I'm currently trying to create a simple procedural terrain system that I will later be able to expand and improve. So far I've created a quadtree-based system of cells which will divide based on camera proximity. When enough recursive division has occured, each cell is put into a queue and used to generate vertices for a dynamic buffer. I'm happy with my plane-generating system, but at the moment all it does is generate a flat plane with appropriate subdivision.

When each vertex is generated, I want to determine its height using a noise function. I'm familiar with using octaves of noise along with interpolation and 1d and 2d PRNG functions to produce perlin-style noise, but the functions I've used in the past won't quite meet my needs here.
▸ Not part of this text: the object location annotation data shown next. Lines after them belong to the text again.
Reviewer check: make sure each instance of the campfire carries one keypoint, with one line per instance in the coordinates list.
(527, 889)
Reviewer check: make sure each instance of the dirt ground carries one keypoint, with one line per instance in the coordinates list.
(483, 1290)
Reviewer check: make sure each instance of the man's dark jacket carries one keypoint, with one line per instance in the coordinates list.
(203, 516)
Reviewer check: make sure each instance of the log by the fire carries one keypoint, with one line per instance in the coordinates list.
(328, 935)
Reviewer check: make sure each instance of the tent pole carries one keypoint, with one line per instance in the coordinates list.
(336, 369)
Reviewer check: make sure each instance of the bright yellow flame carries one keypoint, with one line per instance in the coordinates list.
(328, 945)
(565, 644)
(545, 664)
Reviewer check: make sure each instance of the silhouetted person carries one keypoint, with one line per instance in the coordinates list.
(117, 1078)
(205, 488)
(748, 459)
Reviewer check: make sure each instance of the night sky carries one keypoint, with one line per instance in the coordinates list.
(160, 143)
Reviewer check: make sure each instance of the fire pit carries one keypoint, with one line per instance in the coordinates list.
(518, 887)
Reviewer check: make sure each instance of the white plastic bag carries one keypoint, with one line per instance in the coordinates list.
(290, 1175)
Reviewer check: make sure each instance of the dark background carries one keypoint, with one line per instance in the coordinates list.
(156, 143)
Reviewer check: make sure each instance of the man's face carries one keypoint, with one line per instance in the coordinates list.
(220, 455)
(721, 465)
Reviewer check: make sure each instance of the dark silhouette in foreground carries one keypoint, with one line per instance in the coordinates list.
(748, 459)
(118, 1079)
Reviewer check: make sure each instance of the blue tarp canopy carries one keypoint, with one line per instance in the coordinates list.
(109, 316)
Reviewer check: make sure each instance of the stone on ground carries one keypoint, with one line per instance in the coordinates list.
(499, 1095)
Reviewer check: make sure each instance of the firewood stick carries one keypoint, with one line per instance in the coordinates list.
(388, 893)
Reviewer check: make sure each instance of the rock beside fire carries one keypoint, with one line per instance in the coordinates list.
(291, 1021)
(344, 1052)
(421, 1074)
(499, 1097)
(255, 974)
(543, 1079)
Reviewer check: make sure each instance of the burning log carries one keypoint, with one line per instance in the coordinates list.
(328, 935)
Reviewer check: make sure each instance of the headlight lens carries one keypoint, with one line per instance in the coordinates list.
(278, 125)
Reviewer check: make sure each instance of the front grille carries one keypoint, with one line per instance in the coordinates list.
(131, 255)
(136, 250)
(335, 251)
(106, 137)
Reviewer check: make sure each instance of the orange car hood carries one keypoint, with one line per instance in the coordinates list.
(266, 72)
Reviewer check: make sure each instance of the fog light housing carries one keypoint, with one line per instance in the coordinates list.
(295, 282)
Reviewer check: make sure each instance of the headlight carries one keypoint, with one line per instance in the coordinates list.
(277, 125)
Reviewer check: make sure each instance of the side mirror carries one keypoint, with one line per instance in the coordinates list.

I want to have a noise function that will produce the same pseudo-random output for a given pair of x-y coordinates, but I also want to be able to set a 'seed' value that will let me generate more than one terrain output as a result.

I'm thinking that the simplest way to do this would be to use a 1D noise function like this one I've used before:
float hash_noise_1d(int input)
{
input = (input << 13)^input;
float r = 1 - ((input*(input*input*15731 + 789221) + 1376312589) & 0x7fffffff)/float(1073741824);
return (r + 1)/2;
}

...and to find a way of collapsing the x coordinate, the y coordinate and the seed down into a single integer value for input. This way, I would always get the same result for a given set of x-y coordinates combined with a given seed. So my question is: does anyone have a clever way to combine two (integer) coordinates along with an integer seed? I'm thinking that clever use of some bitwise operators would do the trick.

Thanks for your input :)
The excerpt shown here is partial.